El hizo una pausa y la miró a través del espejo.
– ¿No quieres?
– Sí -dijo ella. Aquel no era momento para juegos y fingimientos-. Claro que quiero que te quedes. Pero pensé que tu vida consistía en ir de un lugar a otro.
– Pues he encontrado un lugar en el que quedarme -limpió la maquinilla de afeitar en el agua.
Ella trató de mantener el rostro sereno, pero no pudo evitar una sonrisa complacida.
– ¡Pobre Dee! -Se dio la vuelta con las muletas y se dirigió a la puerta-. Nash…
– ¿Sí?
– ¿Esta noche podrías ayudarme a darme un baño?
Dejó de afeitarse.
– Realmente, sabes cómo hacer que un hombre quiera volver a toda prisa a casa.
Stacey se preguntó si Nash habría reconsiderado la oferta de trabajo del día anterior. Asumiendo que no fuera eso de liderar una expedición en el Amazonas. Pero no podía ser, pues se iba vestido con unos vaqueros, una camiseta verde y su cazadora de cuero.
La besó y la abrazó, y ella no pudo evitar estremecerse.
– ¿Qué te pasa?
– Nada -dijo ella, pero él continuó mirándola-. Es que no me gustan las motos.
– ¿No? -Se puso el casco-. Quizás haya llegado la hora de pensar en algo más razonable, algo para cuatro.
– ¿Un Volvo? Dicen que son muy seguros -se rió ella-. Quizás uno amarillo. Dicen que la gente tiene menos accidentes.
– Eso suena interesante.
– Lo siento. Sé que sueno totalmente estúpida. No tienes que cambiar por mí, de verdad.
– Ya solo el haberte conocido me ha cambiado, Stacey. Amarte como te amo… no hay palabras para describir lo que me ha hecho.
«Amarte como te amo».
Era fácil de decir, difícil de vivir.
Stacey se entretuvo pensando en qué haría Nash, exactamente, cuando no estaba limpiando el jardín de Archie.

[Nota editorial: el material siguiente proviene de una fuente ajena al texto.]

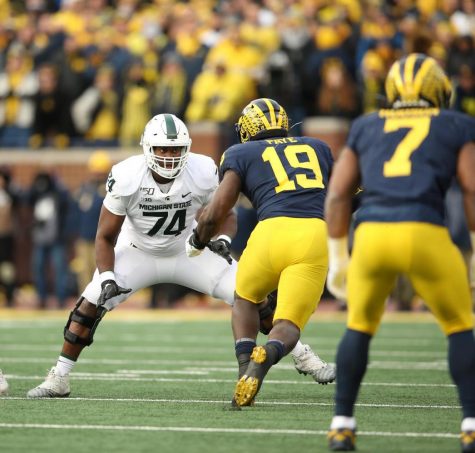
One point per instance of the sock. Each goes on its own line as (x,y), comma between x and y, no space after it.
(351,362)
(64,365)
(340,421)
(468,424)
(299,349)
(243,348)
(275,351)
(462,369)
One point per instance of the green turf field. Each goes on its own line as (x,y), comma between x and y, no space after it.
(164,386)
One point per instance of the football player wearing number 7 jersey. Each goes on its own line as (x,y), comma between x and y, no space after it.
(285,178)
(405,158)
(150,208)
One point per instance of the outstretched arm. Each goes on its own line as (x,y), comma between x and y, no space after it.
(107,231)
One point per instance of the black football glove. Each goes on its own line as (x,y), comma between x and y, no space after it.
(195,242)
(222,248)
(110,289)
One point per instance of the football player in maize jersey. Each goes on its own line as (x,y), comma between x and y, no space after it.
(149,210)
(404,158)
(285,178)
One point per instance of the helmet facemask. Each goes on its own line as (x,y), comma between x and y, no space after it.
(262,118)
(166,131)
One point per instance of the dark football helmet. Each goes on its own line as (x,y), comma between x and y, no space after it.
(262,118)
(417,81)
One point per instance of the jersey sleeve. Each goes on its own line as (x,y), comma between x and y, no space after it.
(115,204)
(230,161)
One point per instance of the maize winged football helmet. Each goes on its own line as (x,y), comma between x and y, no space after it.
(262,118)
(166,131)
(417,81)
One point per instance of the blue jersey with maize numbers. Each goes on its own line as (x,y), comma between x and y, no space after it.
(282,176)
(407,160)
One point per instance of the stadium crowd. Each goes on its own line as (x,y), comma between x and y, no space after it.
(90,73)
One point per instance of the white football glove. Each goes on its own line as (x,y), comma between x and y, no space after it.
(192,246)
(339,258)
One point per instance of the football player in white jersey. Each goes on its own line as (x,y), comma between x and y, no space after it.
(150,209)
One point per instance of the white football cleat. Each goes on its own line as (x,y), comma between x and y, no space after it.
(3,385)
(309,363)
(54,386)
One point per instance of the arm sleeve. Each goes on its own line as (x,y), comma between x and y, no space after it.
(115,204)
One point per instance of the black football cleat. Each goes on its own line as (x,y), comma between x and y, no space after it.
(342,439)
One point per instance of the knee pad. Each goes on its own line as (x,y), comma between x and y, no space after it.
(266,314)
(84,320)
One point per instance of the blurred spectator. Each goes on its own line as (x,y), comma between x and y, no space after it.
(282,83)
(337,94)
(135,105)
(52,124)
(235,54)
(184,40)
(107,50)
(373,75)
(96,113)
(88,201)
(74,74)
(218,94)
(50,202)
(463,20)
(464,93)
(170,92)
(461,52)
(8,202)
(18,86)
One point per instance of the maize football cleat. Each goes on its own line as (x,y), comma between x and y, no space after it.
(341,439)
(3,385)
(54,386)
(250,383)
(467,439)
(310,363)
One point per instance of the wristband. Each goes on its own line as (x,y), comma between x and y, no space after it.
(107,275)
(224,237)
(195,241)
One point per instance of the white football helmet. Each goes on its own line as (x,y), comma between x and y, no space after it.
(164,131)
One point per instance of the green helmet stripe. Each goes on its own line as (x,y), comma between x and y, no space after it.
(170,125)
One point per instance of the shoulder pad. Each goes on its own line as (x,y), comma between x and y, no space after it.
(126,176)
(203,171)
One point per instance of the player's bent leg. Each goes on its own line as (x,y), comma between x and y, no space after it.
(282,339)
(78,333)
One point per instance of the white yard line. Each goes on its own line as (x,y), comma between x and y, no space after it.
(260,403)
(194,429)
(137,375)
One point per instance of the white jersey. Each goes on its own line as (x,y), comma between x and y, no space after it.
(159,223)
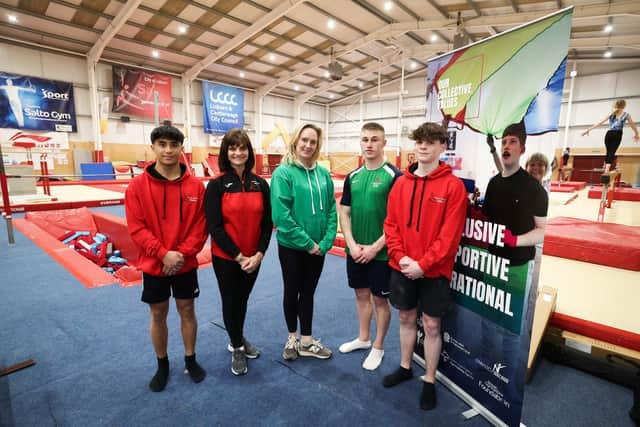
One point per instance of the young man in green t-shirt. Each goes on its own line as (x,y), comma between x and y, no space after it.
(363,208)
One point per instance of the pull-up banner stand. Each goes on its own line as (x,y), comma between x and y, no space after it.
(479,90)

Luego, mientras cojeaba lentamente alrededor de la casa, vio todo lo que había hecho por ella. No había sido solo el baño, sino que había repintado la puerta de la cocina y le había puesto el picaporte.
Aquello era lo que Nash hacía. Había estado equivocada respecto a él. No era en absoluto como Mike. Quizá se pareciera físicamente, pero eso no significaba nada. Mike había sido un hombre guapo solo en la superficie.
Nash no era así. Era hermoso por fuera y por dentro. No esperaba a que se le pidieran las cosas. Cuando hacía falta algo, él lo hacía. Así le había arreglado el baño. Así le había hecho el amor, lentamente, dando, no quitando.